Acts of heroism among everyday people during the attacks on the World Trade Center inspired Willis when she started writing the novel. She was moved by the story of a stockbroker who led groups of people out of the building before dying as Willis observes: "being the firefighter he always wanted to be."

She uses another 9/11 story to describe her book. A messenger trapped in one of the World Trade Center’s elevators on his way down, not knowing what had happened, managed to escape when the doors opened as he simultaneously tried the buttons and the elevator’s cables began melting.

"The whole time in the elevator, he had no idea of the catastrophe around him," Willis said. "That’s the kind of situation my characters find themselves in. They’re trapped in the past and can’t get out."

Her main characters are historians who travel back in time to observe the Blitz.

St. Paul’s Cathedral in London, which Willis has previously written about in "Fire Watch," figures prominently in "Blackout" and serves as an example of the quiet heroes. Clergy and volunteers, credited with miraculously saving the church, slept in crypts during the day and were up every night on the roof to put out bombs, Willis said.

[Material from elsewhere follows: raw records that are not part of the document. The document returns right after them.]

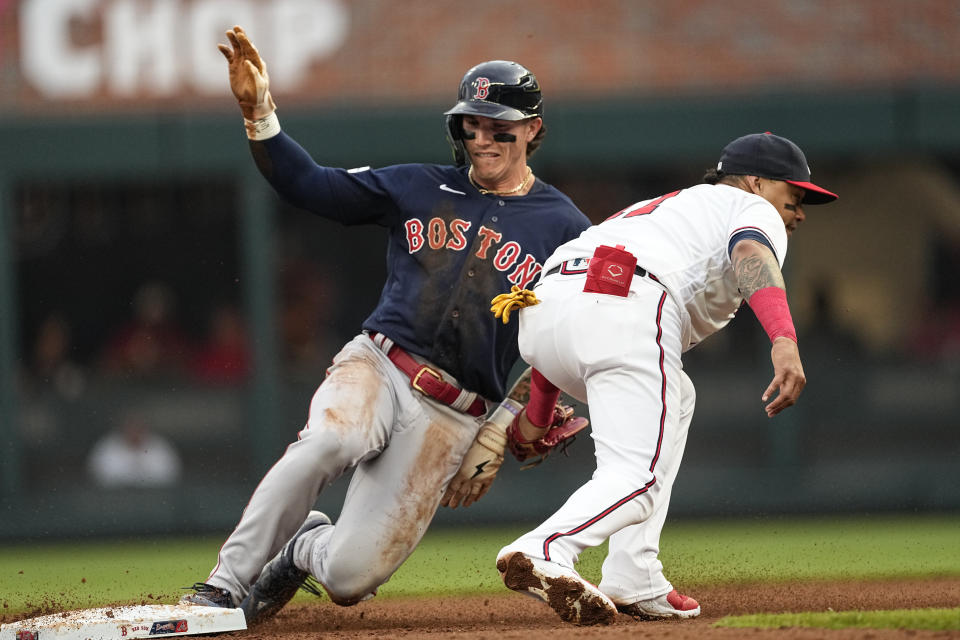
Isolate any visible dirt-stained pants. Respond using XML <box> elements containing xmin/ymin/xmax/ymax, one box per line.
<box><xmin>206</xmin><ymin>334</ymin><xmax>482</xmax><ymax>605</ymax></box>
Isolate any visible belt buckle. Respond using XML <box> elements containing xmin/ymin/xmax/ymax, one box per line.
<box><xmin>412</xmin><ymin>365</ymin><xmax>444</xmax><ymax>395</ymax></box>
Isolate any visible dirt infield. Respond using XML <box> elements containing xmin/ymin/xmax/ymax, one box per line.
<box><xmin>230</xmin><ymin>577</ymin><xmax>960</xmax><ymax>639</ymax></box>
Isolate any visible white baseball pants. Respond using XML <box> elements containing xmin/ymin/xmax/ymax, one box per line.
<box><xmin>500</xmin><ymin>271</ymin><xmax>693</xmax><ymax>603</ymax></box>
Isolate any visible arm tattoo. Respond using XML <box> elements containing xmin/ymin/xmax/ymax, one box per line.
<box><xmin>506</xmin><ymin>368</ymin><xmax>532</xmax><ymax>404</ymax></box>
<box><xmin>734</xmin><ymin>252</ymin><xmax>785</xmax><ymax>299</ymax></box>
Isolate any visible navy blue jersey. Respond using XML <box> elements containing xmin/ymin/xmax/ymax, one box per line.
<box><xmin>251</xmin><ymin>132</ymin><xmax>590</xmax><ymax>401</ymax></box>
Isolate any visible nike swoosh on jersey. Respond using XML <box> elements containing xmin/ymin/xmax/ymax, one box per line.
<box><xmin>439</xmin><ymin>184</ymin><xmax>467</xmax><ymax>195</ymax></box>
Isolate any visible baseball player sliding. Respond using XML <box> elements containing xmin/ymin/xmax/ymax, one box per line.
<box><xmin>492</xmin><ymin>132</ymin><xmax>838</xmax><ymax>625</ymax></box>
<box><xmin>180</xmin><ymin>26</ymin><xmax>594</xmax><ymax>623</ymax></box>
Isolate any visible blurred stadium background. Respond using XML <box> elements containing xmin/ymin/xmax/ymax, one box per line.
<box><xmin>1</xmin><ymin>0</ymin><xmax>958</xmax><ymax>540</ymax></box>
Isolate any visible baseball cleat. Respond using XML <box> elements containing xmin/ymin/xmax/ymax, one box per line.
<box><xmin>240</xmin><ymin>510</ymin><xmax>333</xmax><ymax>625</ymax></box>
<box><xmin>617</xmin><ymin>588</ymin><xmax>701</xmax><ymax>620</ymax></box>
<box><xmin>179</xmin><ymin>582</ymin><xmax>235</xmax><ymax>608</ymax></box>
<box><xmin>496</xmin><ymin>551</ymin><xmax>617</xmax><ymax>626</ymax></box>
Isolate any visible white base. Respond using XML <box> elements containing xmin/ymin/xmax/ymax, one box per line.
<box><xmin>0</xmin><ymin>604</ymin><xmax>246</xmax><ymax>640</ymax></box>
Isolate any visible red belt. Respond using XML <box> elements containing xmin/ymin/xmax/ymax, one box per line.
<box><xmin>369</xmin><ymin>334</ymin><xmax>486</xmax><ymax>417</ymax></box>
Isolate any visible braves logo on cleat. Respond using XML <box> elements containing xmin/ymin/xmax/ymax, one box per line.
<box><xmin>16</xmin><ymin>631</ymin><xmax>39</xmax><ymax>640</ymax></box>
<box><xmin>148</xmin><ymin>619</ymin><xmax>188</xmax><ymax>634</ymax></box>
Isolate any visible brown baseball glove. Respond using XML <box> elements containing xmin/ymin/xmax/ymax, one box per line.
<box><xmin>506</xmin><ymin>404</ymin><xmax>589</xmax><ymax>468</ymax></box>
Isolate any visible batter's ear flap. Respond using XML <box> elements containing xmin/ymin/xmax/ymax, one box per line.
<box><xmin>445</xmin><ymin>115</ymin><xmax>467</xmax><ymax>167</ymax></box>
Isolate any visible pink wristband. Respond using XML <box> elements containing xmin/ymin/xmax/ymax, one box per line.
<box><xmin>747</xmin><ymin>287</ymin><xmax>797</xmax><ymax>343</ymax></box>
<box><xmin>526</xmin><ymin>369</ymin><xmax>561</xmax><ymax>427</ymax></box>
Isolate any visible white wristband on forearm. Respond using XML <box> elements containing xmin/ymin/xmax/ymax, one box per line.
<box><xmin>244</xmin><ymin>112</ymin><xmax>281</xmax><ymax>141</ymax></box>
<box><xmin>486</xmin><ymin>398</ymin><xmax>523</xmax><ymax>433</ymax></box>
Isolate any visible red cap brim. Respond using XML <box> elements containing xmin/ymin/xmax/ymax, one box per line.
<box><xmin>786</xmin><ymin>180</ymin><xmax>838</xmax><ymax>205</ymax></box>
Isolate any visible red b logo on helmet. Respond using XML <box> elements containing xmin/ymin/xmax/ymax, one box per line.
<box><xmin>473</xmin><ymin>77</ymin><xmax>490</xmax><ymax>99</ymax></box>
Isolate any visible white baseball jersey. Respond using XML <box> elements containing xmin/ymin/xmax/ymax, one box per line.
<box><xmin>500</xmin><ymin>183</ymin><xmax>790</xmax><ymax>602</ymax></box>
<box><xmin>545</xmin><ymin>183</ymin><xmax>788</xmax><ymax>350</ymax></box>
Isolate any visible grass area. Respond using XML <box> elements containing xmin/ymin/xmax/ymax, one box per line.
<box><xmin>715</xmin><ymin>607</ymin><xmax>960</xmax><ymax>631</ymax></box>
<box><xmin>0</xmin><ymin>537</ymin><xmax>228</xmax><ymax>615</ymax></box>
<box><xmin>399</xmin><ymin>512</ymin><xmax>960</xmax><ymax>596</ymax></box>
<box><xmin>610</xmin><ymin>512</ymin><xmax>960</xmax><ymax>587</ymax></box>
<box><xmin>1</xmin><ymin>513</ymin><xmax>958</xmax><ymax>618</ymax></box>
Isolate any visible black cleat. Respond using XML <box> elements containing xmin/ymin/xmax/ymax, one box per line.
<box><xmin>240</xmin><ymin>511</ymin><xmax>332</xmax><ymax>625</ymax></box>
<box><xmin>180</xmin><ymin>582</ymin><xmax>235</xmax><ymax>608</ymax></box>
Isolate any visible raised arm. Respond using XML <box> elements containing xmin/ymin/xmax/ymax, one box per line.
<box><xmin>217</xmin><ymin>25</ymin><xmax>277</xmax><ymax>133</ymax></box>
<box><xmin>218</xmin><ymin>26</ymin><xmax>395</xmax><ymax>222</ymax></box>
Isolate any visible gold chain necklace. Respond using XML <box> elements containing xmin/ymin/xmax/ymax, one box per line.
<box><xmin>468</xmin><ymin>166</ymin><xmax>533</xmax><ymax>196</ymax></box>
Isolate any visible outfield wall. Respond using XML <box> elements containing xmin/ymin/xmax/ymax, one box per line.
<box><xmin>2</xmin><ymin>0</ymin><xmax>960</xmax><ymax>539</ymax></box>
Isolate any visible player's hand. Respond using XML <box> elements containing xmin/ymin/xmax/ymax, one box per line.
<box><xmin>762</xmin><ymin>337</ymin><xmax>806</xmax><ymax>417</ymax></box>
<box><xmin>441</xmin><ymin>422</ymin><xmax>506</xmax><ymax>509</ymax></box>
<box><xmin>506</xmin><ymin>404</ymin><xmax>589</xmax><ymax>466</ymax></box>
<box><xmin>217</xmin><ymin>25</ymin><xmax>276</xmax><ymax>121</ymax></box>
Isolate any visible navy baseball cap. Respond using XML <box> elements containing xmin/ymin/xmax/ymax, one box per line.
<box><xmin>717</xmin><ymin>132</ymin><xmax>838</xmax><ymax>204</ymax></box>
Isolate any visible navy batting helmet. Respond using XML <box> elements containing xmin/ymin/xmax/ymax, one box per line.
<box><xmin>444</xmin><ymin>60</ymin><xmax>543</xmax><ymax>166</ymax></box>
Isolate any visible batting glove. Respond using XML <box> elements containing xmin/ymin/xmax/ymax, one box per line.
<box><xmin>217</xmin><ymin>26</ymin><xmax>277</xmax><ymax>134</ymax></box>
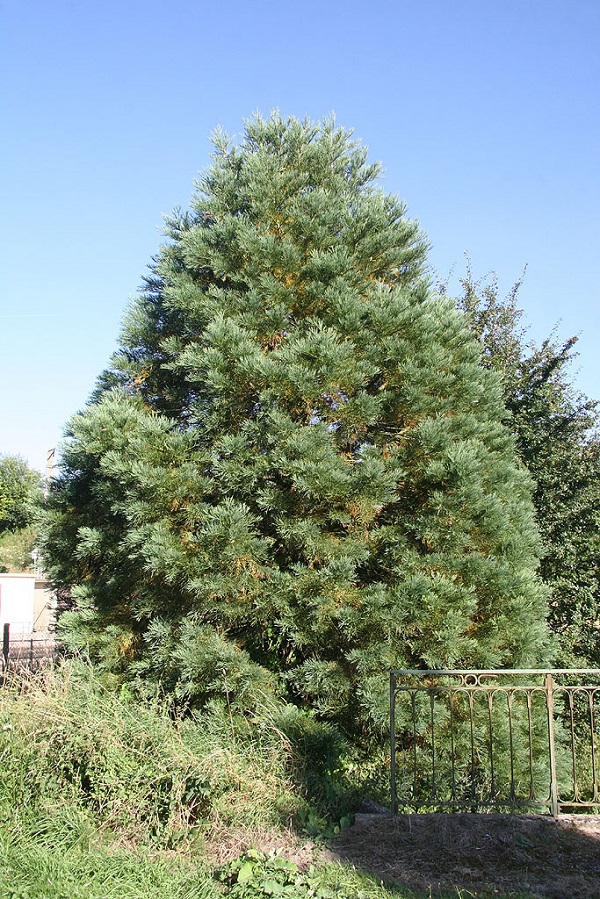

"So often it’s the little ordinary person, the Rosa Parks or the shop girls in London, they hold the future in their hands," Willis said. "That’s the serious point in book, letting people know what it’s like to be living through other really difficult times."

The Blitz piqued Willis’ interest in junior high when her teacher, Mrs. Werner, read passages each lunch hour from a book about the conflict. During her research for "Blackout," Willis reviewed accounts from a "mass observation" project. Before the war, the English government paid people one shilling a week to keep diaries, Willis said. The project lasted through the war. "No one thought to shut it down," Willis said. "Suddenly people became these terrific eyewitnesses to history who would never have had ordinarily written down what they thought but they kept collecting their shilling a week."

Willis also collected "unplanned" firsthand accounts of the Blitz thanks to her husband, Courtney, a UNC professor and last year’s winner of UNC’s top faculty award, the M. Lucile Harrison Award. They were visiting the Imperial War Museum in London when Courtney found a group of a dozen women who had worked during the Blitz on a day when the museum was offering free admission to former workers.

"They were telling all these funny stories," Willis said. So she asked why they were so cheerful. "’Well, we were young, we were on our own for the first time and around all these men,’" Willis recalled, laughing. "That gave me a lot of insight into how you survive and a lot of times are very happy even in dire circumstances."

The women appear in Willis’ second volume, "All Clear," due out in the fall.

Willis spoke on campus Feb. 9 and officially announced a donation of her manuscripts, library books and awards. Much of the written material will be digitized and made available online, in part, to help other budding writers better understand the writing process - one of the reasons Willis donated the collection.

Willis future plans include writing about Roswell and Area 51.

"I don’t really choose books," Willis said. "I just get so involved with periods of history and then I just want to write about them."